4) Why is it a bad thing, on a 101-degree day, for a 92-year-old who has paid for a hotel room to be able to leave the air conditioner on so that the room will be cool when he returns? Is the necessity of using the hotel key card to turn on power and air-conditioning in a European hotel room an innovation voluntarily accepted by the hotels in order to either better satisfy customers and/or to save on their own expenses; or has the restriction been imposed on the hotels by government force?

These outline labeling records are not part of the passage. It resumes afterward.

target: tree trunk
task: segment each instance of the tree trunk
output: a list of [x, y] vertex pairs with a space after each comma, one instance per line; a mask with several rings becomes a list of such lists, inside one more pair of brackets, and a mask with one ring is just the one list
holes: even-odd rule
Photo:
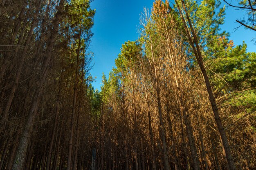
[[[200, 68], [201, 72], [203, 75], [204, 81], [205, 82], [207, 91], [209, 96], [209, 100], [211, 105], [211, 107], [213, 112], [213, 114], [214, 115], [215, 121], [217, 124], [219, 132], [220, 133], [220, 134], [221, 137], [221, 140], [223, 142], [223, 146], [225, 150], [225, 152], [226, 153], [226, 155], [227, 155], [227, 159], [228, 166], [230, 170], [236, 170], [235, 162], [234, 161], [233, 156], [232, 156], [231, 151], [230, 150], [227, 137], [226, 135], [225, 130], [223, 125], [222, 124], [221, 119], [220, 117], [218, 108], [216, 104], [215, 98], [214, 97], [213, 94], [211, 89], [211, 84], [209, 81], [209, 78], [206, 72], [206, 68], [204, 68], [204, 62], [202, 59], [202, 56], [199, 45], [199, 42], [198, 41], [198, 39], [194, 30], [194, 28], [191, 23], [189, 15], [186, 10], [186, 8], [185, 6], [184, 0], [182, 0], [181, 1], [182, 7], [185, 11], [186, 19], [188, 20], [189, 25], [189, 28], [192, 33], [194, 41], [192, 40], [192, 38], [191, 35], [190, 31], [189, 31], [189, 28], [187, 26], [185, 18], [183, 15], [182, 11], [179, 5], [179, 3], [177, 2], [177, 0], [175, 0], [178, 7], [178, 9], [180, 11], [180, 15], [183, 22], [183, 26], [189, 38], [189, 44], [193, 48], [193, 50], [195, 56], [196, 60], [198, 61], [199, 67]], [[194, 44], [195, 45], [195, 46]]]
[[13, 170], [21, 170], [25, 161], [28, 142], [31, 135], [33, 125], [37, 112], [39, 101], [40, 100], [43, 92], [43, 85], [46, 80], [49, 70], [48, 65], [50, 61], [54, 44], [57, 36], [58, 28], [63, 11], [64, 1], [64, 0], [61, 0], [59, 6], [57, 7], [58, 11], [55, 15], [55, 18], [53, 22], [53, 31], [50, 36], [49, 38], [49, 42], [48, 44], [47, 52], [45, 54], [46, 59], [42, 68], [43, 71], [42, 72], [43, 74], [40, 80], [38, 87], [37, 89], [36, 89], [35, 93], [36, 95], [34, 100], [33, 100], [27, 120], [20, 138], [18, 152], [12, 167], [12, 169]]

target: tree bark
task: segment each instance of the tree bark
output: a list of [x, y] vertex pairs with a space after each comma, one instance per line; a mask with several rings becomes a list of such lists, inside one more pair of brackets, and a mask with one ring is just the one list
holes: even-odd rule
[[214, 118], [215, 118], [215, 121], [217, 124], [217, 126], [218, 128], [218, 130], [220, 136], [221, 137], [221, 140], [223, 144], [223, 146], [225, 150], [225, 152], [227, 155], [227, 161], [228, 166], [230, 170], [236, 170], [236, 166], [235, 165], [235, 162], [234, 161], [231, 151], [229, 147], [229, 144], [227, 137], [225, 132], [225, 130], [222, 124], [221, 119], [220, 117], [218, 108], [216, 104], [215, 101], [215, 98], [214, 97], [212, 90], [211, 89], [211, 84], [209, 78], [208, 76], [208, 75], [206, 72], [206, 68], [204, 68], [204, 62], [202, 59], [202, 56], [201, 51], [200, 50], [200, 47], [199, 45], [199, 42], [198, 41], [198, 38], [196, 35], [194, 28], [191, 23], [191, 20], [189, 17], [189, 14], [186, 10], [186, 8], [185, 6], [184, 2], [183, 0], [182, 0], [182, 3], [183, 7], [183, 9], [185, 11], [185, 15], [186, 17], [186, 19], [189, 22], [189, 28], [193, 35], [193, 41], [192, 40], [192, 37], [191, 37], [190, 32], [189, 31], [189, 28], [187, 25], [186, 22], [185, 21], [185, 19], [183, 15], [182, 11], [181, 10], [181, 8], [180, 7], [179, 3], [177, 2], [177, 0], [175, 0], [175, 2], [178, 9], [180, 11], [180, 15], [181, 17], [181, 19], [183, 22], [183, 26], [186, 33], [187, 35], [189, 38], [189, 43], [190, 45], [192, 47], [193, 50], [194, 52], [195, 55], [195, 56], [196, 60], [198, 61], [198, 63], [200, 68], [201, 72], [203, 75], [204, 81], [205, 82], [205, 84], [206, 85], [207, 92], [209, 96], [209, 100], [211, 102], [211, 107], [213, 114], [214, 115]]

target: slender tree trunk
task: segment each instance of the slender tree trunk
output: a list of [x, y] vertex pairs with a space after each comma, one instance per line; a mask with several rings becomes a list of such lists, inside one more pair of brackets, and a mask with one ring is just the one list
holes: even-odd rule
[[[80, 31], [81, 26], [80, 25]], [[75, 82], [74, 83], [73, 105], [72, 107], [72, 118], [71, 120], [70, 133], [70, 140], [69, 142], [68, 153], [67, 155], [67, 170], [71, 170], [71, 166], [72, 164], [72, 155], [73, 147], [73, 136], [74, 135], [74, 124], [75, 123], [76, 106], [76, 93], [77, 91], [77, 86], [78, 83], [78, 73], [79, 72], [79, 70], [80, 68], [79, 68], [79, 60], [80, 59], [80, 48], [81, 45], [81, 39], [80, 37], [80, 34], [79, 34], [79, 42], [78, 43], [78, 48], [76, 50], [76, 75], [75, 77]]]
[[53, 22], [53, 30], [49, 38], [49, 42], [48, 44], [48, 46], [45, 54], [46, 59], [45, 59], [45, 62], [42, 68], [43, 76], [40, 80], [38, 88], [36, 90], [35, 93], [36, 95], [32, 102], [28, 118], [22, 135], [18, 152], [12, 167], [13, 170], [21, 170], [24, 164], [28, 142], [31, 135], [33, 125], [37, 112], [39, 101], [40, 100], [43, 92], [43, 85], [46, 80], [49, 70], [48, 65], [51, 59], [54, 44], [57, 36], [58, 28], [63, 11], [64, 1], [64, 0], [61, 0], [59, 6], [57, 7], [57, 12], [55, 15], [55, 18]]
[[147, 103], [148, 104], [148, 126], [149, 128], [149, 133], [150, 134], [150, 144], [151, 152], [152, 152], [153, 160], [153, 170], [156, 170], [157, 168], [156, 166], [156, 160], [155, 160], [155, 143], [154, 142], [154, 136], [153, 134], [153, 130], [152, 129], [152, 126], [151, 125], [151, 118], [150, 113], [150, 108], [149, 106], [149, 103], [148, 102], [148, 94], [146, 91], [145, 92], [145, 94], [146, 96], [146, 99], [147, 100]]
[[[36, 23], [36, 22], [37, 22], [37, 20], [36, 19], [38, 17], [38, 15], [39, 11], [39, 7], [41, 5], [41, 2], [42, 0], [40, 0], [38, 2], [38, 6], [36, 7], [36, 11], [34, 15], [35, 16], [34, 17], [34, 19], [33, 20], [33, 21], [31, 23], [31, 26], [28, 34], [28, 36], [27, 38], [27, 40], [26, 40], [25, 44], [29, 44], [31, 41], [31, 39], [33, 35], [33, 31], [34, 28], [35, 28]], [[17, 70], [16, 70], [16, 73], [15, 74], [15, 79], [14, 80], [14, 83], [13, 83], [13, 85], [11, 88], [11, 92], [9, 95], [8, 100], [7, 103], [6, 104], [4, 112], [3, 120], [4, 122], [4, 124], [5, 123], [5, 122], [8, 121], [8, 117], [9, 115], [9, 111], [10, 110], [10, 108], [11, 107], [11, 102], [12, 102], [13, 97], [14, 97], [14, 94], [16, 91], [16, 89], [17, 89], [17, 87], [18, 87], [18, 81], [20, 79], [21, 70], [22, 70], [22, 68], [23, 65], [23, 62], [24, 61], [25, 56], [27, 54], [27, 51], [28, 47], [28, 46], [25, 46], [21, 53], [21, 55], [20, 57], [19, 57], [19, 64], [18, 66]], [[4, 123], [3, 123], [3, 124], [3, 124]]]
[[230, 170], [236, 170], [235, 162], [234, 161], [233, 156], [232, 156], [227, 137], [226, 134], [226, 132], [225, 132], [225, 129], [224, 129], [223, 126], [222, 124], [221, 119], [220, 117], [218, 108], [216, 104], [215, 98], [214, 98], [212, 90], [211, 89], [210, 81], [209, 81], [209, 78], [206, 72], [206, 68], [204, 68], [204, 62], [202, 59], [202, 56], [199, 45], [199, 41], [198, 41], [198, 39], [195, 33], [195, 30], [194, 30], [194, 28], [191, 22], [189, 15], [186, 10], [186, 8], [185, 6], [185, 4], [184, 0], [181, 0], [182, 7], [185, 11], [186, 19], [188, 22], [189, 25], [189, 29], [192, 33], [194, 41], [192, 40], [192, 37], [191, 35], [191, 32], [189, 31], [189, 30], [187, 26], [186, 22], [184, 17], [183, 15], [182, 11], [181, 10], [181, 8], [180, 7], [180, 6], [179, 5], [179, 4], [177, 2], [177, 0], [175, 0], [175, 2], [177, 5], [178, 9], [180, 12], [180, 15], [183, 22], [183, 26], [184, 26], [187, 35], [189, 38], [189, 44], [193, 48], [193, 50], [194, 52], [196, 60], [203, 75], [204, 81], [205, 82], [207, 91], [209, 96], [209, 100], [211, 105], [212, 110], [214, 115], [214, 118], [215, 118], [215, 121], [217, 124], [219, 132], [220, 133], [220, 134], [221, 137], [221, 140], [223, 142], [225, 152], [226, 153], [226, 155], [227, 155], [227, 159], [228, 166]]
[[[59, 96], [59, 92], [58, 96]], [[58, 100], [58, 99], [57, 99]], [[48, 155], [47, 156], [47, 160], [46, 161], [46, 170], [49, 170], [50, 167], [51, 160], [52, 159], [52, 146], [53, 146], [53, 142], [54, 140], [55, 136], [55, 132], [57, 128], [57, 123], [58, 120], [58, 115], [59, 110], [59, 102], [57, 101], [56, 105], [56, 112], [55, 112], [55, 117], [54, 118], [54, 123], [53, 126], [53, 130], [52, 130], [52, 137], [51, 138], [51, 142], [50, 142], [50, 145], [49, 146], [49, 151]]]

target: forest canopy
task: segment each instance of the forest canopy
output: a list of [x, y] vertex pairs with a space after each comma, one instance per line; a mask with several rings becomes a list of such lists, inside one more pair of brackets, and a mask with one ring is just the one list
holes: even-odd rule
[[100, 90], [91, 2], [0, 0], [0, 170], [255, 168], [256, 53], [221, 2], [156, 0]]

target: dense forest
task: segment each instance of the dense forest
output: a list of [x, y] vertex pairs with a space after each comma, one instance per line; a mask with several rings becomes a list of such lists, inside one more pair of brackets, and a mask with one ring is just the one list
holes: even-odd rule
[[221, 2], [156, 0], [101, 90], [90, 2], [0, 0], [0, 170], [255, 169], [256, 53]]

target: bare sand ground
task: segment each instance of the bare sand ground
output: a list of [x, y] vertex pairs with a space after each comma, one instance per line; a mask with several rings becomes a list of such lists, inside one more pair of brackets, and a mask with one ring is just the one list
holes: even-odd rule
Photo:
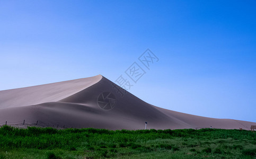
[[[103, 92], [105, 93], [102, 95]], [[0, 125], [6, 121], [7, 125], [21, 127], [37, 122], [41, 127], [112, 130], [143, 129], [145, 121], [148, 122], [148, 129], [156, 129], [211, 126], [249, 129], [251, 125], [256, 125], [253, 122], [203, 117], [155, 107], [100, 75], [0, 91]]]

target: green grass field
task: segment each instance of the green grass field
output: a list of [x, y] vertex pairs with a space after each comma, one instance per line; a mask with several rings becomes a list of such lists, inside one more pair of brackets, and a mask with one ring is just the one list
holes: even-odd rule
[[256, 133], [215, 129], [0, 128], [0, 158], [256, 158]]

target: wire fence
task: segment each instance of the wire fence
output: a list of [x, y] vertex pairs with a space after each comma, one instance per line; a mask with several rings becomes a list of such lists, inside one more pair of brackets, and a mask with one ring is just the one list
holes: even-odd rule
[[[23, 120], [23, 121], [5, 121], [5, 122], [0, 122], [0, 127], [2, 127], [4, 125], [11, 126], [15, 127], [20, 128], [27, 128], [28, 127], [52, 127], [57, 129], [65, 129], [65, 128], [82, 128], [83, 127], [75, 127], [75, 126], [67, 126], [63, 124], [52, 124], [49, 122], [45, 122], [42, 121], [35, 120], [35, 121], [29, 121], [27, 120]], [[244, 126], [243, 125], [243, 126]], [[250, 130], [250, 129], [244, 126], [246, 129], [244, 128], [239, 128], [240, 130]], [[223, 128], [216, 128], [216, 127], [196, 127], [194, 129], [196, 130], [199, 130], [201, 129], [206, 128], [213, 128], [213, 129], [223, 129]], [[135, 129], [130, 130], [136, 130]]]

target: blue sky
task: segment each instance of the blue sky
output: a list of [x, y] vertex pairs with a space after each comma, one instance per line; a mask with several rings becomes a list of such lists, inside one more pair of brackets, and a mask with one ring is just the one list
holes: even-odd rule
[[255, 8], [252, 0], [1, 1], [0, 90], [98, 74], [114, 82], [149, 48], [159, 61], [131, 93], [256, 122]]

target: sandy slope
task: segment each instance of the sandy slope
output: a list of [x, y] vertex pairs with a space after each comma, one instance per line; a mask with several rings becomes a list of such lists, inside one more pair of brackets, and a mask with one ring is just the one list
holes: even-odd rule
[[[114, 107], [103, 110], [102, 92], [111, 92]], [[109, 93], [106, 93], [109, 94]], [[100, 102], [99, 102], [100, 101]], [[26, 123], [59, 127], [109, 129], [181, 129], [209, 127], [249, 129], [255, 122], [196, 116], [157, 107], [98, 75], [92, 77], [0, 91], [0, 125]]]

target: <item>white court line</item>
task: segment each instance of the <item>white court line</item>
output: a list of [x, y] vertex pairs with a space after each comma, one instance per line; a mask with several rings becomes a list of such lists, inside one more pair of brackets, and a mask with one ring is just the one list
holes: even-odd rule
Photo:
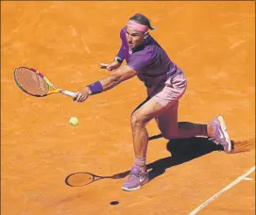
[[212, 203], [213, 200], [215, 200], [216, 198], [218, 198], [223, 192], [227, 191], [229, 189], [230, 189], [231, 187], [233, 187], [234, 185], [236, 185], [237, 183], [239, 183], [243, 179], [245, 179], [253, 171], [255, 171], [255, 166], [251, 167], [245, 174], [243, 174], [241, 176], [239, 176], [238, 178], [236, 178], [233, 182], [231, 182], [227, 187], [225, 187], [224, 189], [222, 189], [219, 192], [217, 192], [216, 194], [213, 195], [210, 199], [208, 199], [202, 205], [200, 205], [199, 207], [197, 207], [195, 210], [193, 210], [192, 212], [190, 212], [189, 215], [196, 214], [203, 207], [207, 207], [210, 203]]

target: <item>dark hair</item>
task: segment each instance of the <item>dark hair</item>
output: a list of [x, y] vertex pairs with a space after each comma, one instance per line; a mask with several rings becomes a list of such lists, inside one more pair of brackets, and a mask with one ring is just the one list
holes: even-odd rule
[[129, 20], [133, 20], [138, 24], [146, 25], [150, 30], [155, 29], [155, 27], [151, 26], [150, 20], [142, 13], [136, 13], [134, 16], [130, 17]]

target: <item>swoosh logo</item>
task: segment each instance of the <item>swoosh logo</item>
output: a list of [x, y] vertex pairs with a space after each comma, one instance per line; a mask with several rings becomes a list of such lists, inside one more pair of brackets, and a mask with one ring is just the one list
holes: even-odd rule
[[219, 133], [220, 133], [220, 138], [221, 138], [221, 139], [224, 139], [224, 136], [223, 136], [221, 130], [219, 129], [219, 127], [217, 127], [217, 129], [218, 129], [218, 131], [219, 131]]

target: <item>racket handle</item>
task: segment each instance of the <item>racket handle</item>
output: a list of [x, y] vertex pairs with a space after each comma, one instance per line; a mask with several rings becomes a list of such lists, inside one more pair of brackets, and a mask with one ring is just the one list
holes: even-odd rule
[[62, 91], [61, 93], [65, 94], [65, 95], [69, 95], [73, 98], [76, 98], [77, 96], [77, 93], [76, 92], [72, 92], [72, 91]]

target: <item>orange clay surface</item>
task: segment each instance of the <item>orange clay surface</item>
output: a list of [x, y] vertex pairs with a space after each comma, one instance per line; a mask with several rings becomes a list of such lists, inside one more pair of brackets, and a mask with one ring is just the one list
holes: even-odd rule
[[[189, 214], [247, 173], [255, 165], [254, 4], [1, 2], [1, 214]], [[134, 158], [129, 116], [145, 98], [144, 85], [135, 77], [78, 104], [25, 94], [13, 70], [34, 67], [76, 91], [108, 75], [98, 62], [113, 58], [120, 28], [138, 11], [158, 27], [151, 34], [188, 78], [179, 120], [206, 124], [222, 114], [234, 151], [226, 155], [201, 139], [152, 140], [153, 179], [125, 192]], [[72, 116], [77, 126], [69, 124]], [[155, 122], [147, 128], [150, 137], [159, 134]], [[67, 186], [76, 172], [118, 177]], [[255, 214], [255, 172], [248, 177], [198, 214]]]

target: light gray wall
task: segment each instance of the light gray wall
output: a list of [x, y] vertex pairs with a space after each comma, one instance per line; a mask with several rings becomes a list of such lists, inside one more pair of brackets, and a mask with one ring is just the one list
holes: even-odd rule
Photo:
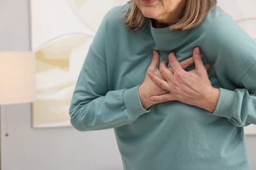
[[[29, 4], [29, 0], [0, 1], [1, 51], [30, 50]], [[9, 105], [8, 117], [1, 108], [2, 170], [123, 169], [113, 130], [33, 129], [31, 107]]]
[[[0, 1], [0, 50], [29, 50], [30, 27], [29, 0]], [[30, 104], [8, 106], [7, 118], [3, 112], [1, 107], [3, 170], [122, 169], [112, 130], [33, 129]], [[247, 139], [256, 170], [256, 136]]]

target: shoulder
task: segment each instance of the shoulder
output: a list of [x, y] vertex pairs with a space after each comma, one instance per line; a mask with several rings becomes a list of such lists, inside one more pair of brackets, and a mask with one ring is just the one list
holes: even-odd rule
[[105, 15], [103, 22], [108, 24], [115, 24], [116, 23], [124, 22], [125, 12], [129, 8], [129, 3], [117, 6], [112, 8]]

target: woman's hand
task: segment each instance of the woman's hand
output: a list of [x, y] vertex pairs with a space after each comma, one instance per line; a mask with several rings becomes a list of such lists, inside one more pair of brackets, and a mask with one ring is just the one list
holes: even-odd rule
[[[158, 78], [164, 80], [164, 78], [161, 76], [159, 70], [159, 61], [160, 54], [158, 52], [153, 51], [153, 58], [150, 66], [148, 68], [148, 73], [154, 73], [154, 75], [156, 75]], [[161, 63], [161, 65], [165, 65], [167, 64], [167, 61], [165, 61]], [[179, 65], [183, 69], [186, 69], [190, 65], [194, 64], [194, 60], [192, 57], [190, 57], [182, 61]], [[167, 69], [169, 71], [172, 72], [172, 69]], [[139, 88], [139, 95], [141, 103], [145, 109], [148, 109], [152, 105], [163, 102], [162, 101], [151, 100], [151, 96], [162, 95], [169, 93], [167, 90], [162, 88], [161, 87], [157, 85], [147, 74], [143, 83]]]
[[168, 93], [152, 95], [150, 99], [158, 103], [179, 101], [213, 112], [218, 103], [220, 90], [211, 86], [207, 73], [209, 67], [203, 65], [201, 57], [200, 49], [197, 47], [193, 52], [195, 69], [190, 71], [186, 71], [182, 68], [174, 53], [169, 55], [171, 70], [165, 63], [160, 64], [160, 76], [159, 73], [148, 70], [151, 80], [168, 91]]

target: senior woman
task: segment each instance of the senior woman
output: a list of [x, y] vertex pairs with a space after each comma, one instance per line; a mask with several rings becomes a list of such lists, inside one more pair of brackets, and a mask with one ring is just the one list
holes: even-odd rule
[[114, 128], [124, 169], [249, 169], [255, 61], [256, 42], [215, 0], [131, 1], [97, 31], [71, 122]]

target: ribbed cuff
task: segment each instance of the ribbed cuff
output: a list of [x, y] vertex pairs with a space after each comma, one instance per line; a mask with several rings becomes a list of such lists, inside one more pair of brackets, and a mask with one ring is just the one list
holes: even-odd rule
[[140, 115], [150, 111], [145, 110], [141, 104], [139, 95], [139, 86], [125, 90], [123, 93], [123, 101], [126, 110], [130, 116], [134, 118], [137, 118]]
[[236, 92], [223, 88], [220, 90], [221, 94], [218, 104], [213, 114], [231, 118], [236, 110], [238, 96]]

5) How does Pogue distinguish technological changes designed to address the specific problems of specific businesses and their specific customers from technological changes designed to solve so-called "whole-world problems"? Do the latter refer to all those solutions which are imposed by government force and/or advocated with an air of a social engineer's sanctimony? If you buy food from a supermarket or patronize a restaurant because you're hungry, is your intention to satisfy your own hunger for your own sake, or are you thereby most importantly addressing a "whole-world problem"? Is the function of industrial civilization in making human survival possible and easier via sundry waste-producing conveniences a "whole-world" solution, or just a solution that every convenience-loving human being on the planet is happy to have?